PPL paid out £244.9m ($303.6m) to 165,000 performers and recording rightsholders in 2022.
UK-based music licensing company PPL announced that in 2022, the company paid out £244.9 million ($303.6 million) to 165,000 performers and recording rightsholders — a more than 7% increase from £228.7 in 2021.
Additionally, this is a 12.2% increase from 147,000 performers and rightsholders in 2021, either as direct members of PPL or indirectly through other collective management organizations (CMOs). The money paid out was collected by PPL for the use of recorded music in the UK and internationally, paid across the company’s four quarterly distributions in 2022.
This feat marks the highest number of performers and recording rightsholders ever paid by PPL in a calendar year and the second-highest total of monies paid out by PPL in a calendar year behind 2020 — thanks to the record collections in 2019 before the devastating impact of the COVID pandemic.
The record number of performers and recording rightsholders receiving payout reflects the essential technological and operational investments PPL and the neighboring rights industry made over the last decade and the growing PPL membership.
“Over the last decade, PPL has become one of the world’s most successful neighboring rights companies,” says Peter Leathem OBE, PPL Chief Executive Officer. “Not only do we collect hundreds of millions of pounds from the UK and around the world, but each year we distribute this money to more and more performers and recording rightsholders than before.”

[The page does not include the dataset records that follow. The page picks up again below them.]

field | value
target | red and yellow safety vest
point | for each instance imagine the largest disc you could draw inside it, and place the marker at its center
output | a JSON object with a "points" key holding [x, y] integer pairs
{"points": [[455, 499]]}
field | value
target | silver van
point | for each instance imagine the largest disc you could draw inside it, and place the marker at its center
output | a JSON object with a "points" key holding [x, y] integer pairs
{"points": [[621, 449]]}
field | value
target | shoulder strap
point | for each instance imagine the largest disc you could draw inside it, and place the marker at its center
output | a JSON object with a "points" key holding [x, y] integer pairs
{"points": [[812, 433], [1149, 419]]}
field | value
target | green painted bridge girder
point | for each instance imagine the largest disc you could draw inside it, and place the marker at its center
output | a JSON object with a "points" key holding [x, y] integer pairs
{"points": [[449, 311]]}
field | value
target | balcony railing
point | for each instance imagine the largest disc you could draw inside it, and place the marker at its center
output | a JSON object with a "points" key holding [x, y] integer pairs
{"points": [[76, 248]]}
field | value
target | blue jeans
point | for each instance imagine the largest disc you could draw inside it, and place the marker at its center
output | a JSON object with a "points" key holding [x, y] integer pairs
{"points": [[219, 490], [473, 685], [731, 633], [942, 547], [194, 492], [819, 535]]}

PPL has one of the most comprehensive repertoire databases of its kind in the world, holding detailed performer and recording rightsholder information on more than 20 million recordings. Over the last three years, an average of 45,000 new recording details have been received each week.
It also works closely with partner organizations across the music industry to develop the technology and operations affecting the neighboring rights sector and help to improve the quality of recording metadata and identification of recording usage.

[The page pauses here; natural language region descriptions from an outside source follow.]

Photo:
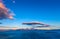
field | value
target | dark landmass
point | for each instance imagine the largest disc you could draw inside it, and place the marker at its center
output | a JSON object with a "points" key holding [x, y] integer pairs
{"points": [[30, 34]]}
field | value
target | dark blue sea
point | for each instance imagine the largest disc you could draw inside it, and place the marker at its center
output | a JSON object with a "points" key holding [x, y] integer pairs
{"points": [[30, 34]]}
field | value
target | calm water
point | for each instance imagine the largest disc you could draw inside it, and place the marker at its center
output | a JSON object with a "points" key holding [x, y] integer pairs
{"points": [[30, 34]]}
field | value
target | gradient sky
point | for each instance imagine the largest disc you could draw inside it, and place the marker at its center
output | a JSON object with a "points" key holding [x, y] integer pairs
{"points": [[45, 11]]}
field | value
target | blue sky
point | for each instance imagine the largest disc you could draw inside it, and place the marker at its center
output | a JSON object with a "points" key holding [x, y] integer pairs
{"points": [[45, 11]]}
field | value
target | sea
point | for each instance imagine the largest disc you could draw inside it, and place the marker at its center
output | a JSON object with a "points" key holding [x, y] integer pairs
{"points": [[30, 34]]}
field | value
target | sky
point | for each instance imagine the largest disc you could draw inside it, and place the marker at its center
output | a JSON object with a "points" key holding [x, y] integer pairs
{"points": [[45, 11]]}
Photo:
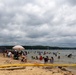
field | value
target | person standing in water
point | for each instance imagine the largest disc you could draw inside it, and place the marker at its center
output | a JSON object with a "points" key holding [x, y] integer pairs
{"points": [[52, 60]]}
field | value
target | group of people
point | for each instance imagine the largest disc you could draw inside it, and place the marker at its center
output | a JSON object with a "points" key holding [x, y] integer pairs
{"points": [[45, 59], [16, 55]]}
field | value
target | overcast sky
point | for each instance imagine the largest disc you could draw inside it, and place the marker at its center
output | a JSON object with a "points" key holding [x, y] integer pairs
{"points": [[38, 22]]}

“This is a testament to both the expert team we have at PPL (and) to the efforts of the sector as a whole. Initiatives such as SCAPR’s VRDB and IFPI and WIN’s RDx are improving the technology and data which support the worldwide distribution of neighboring rights, so ensuring the right people and organizations are paid when their recordings are played,” explains Leathem.
“It is also positive to be able to pay out more money to performers and recordings rightsholders than we did in 2021. Neighboring rights (were) naturally impacted by COVID-19, but the sector continues to recover well, with more growth expected in 2023.”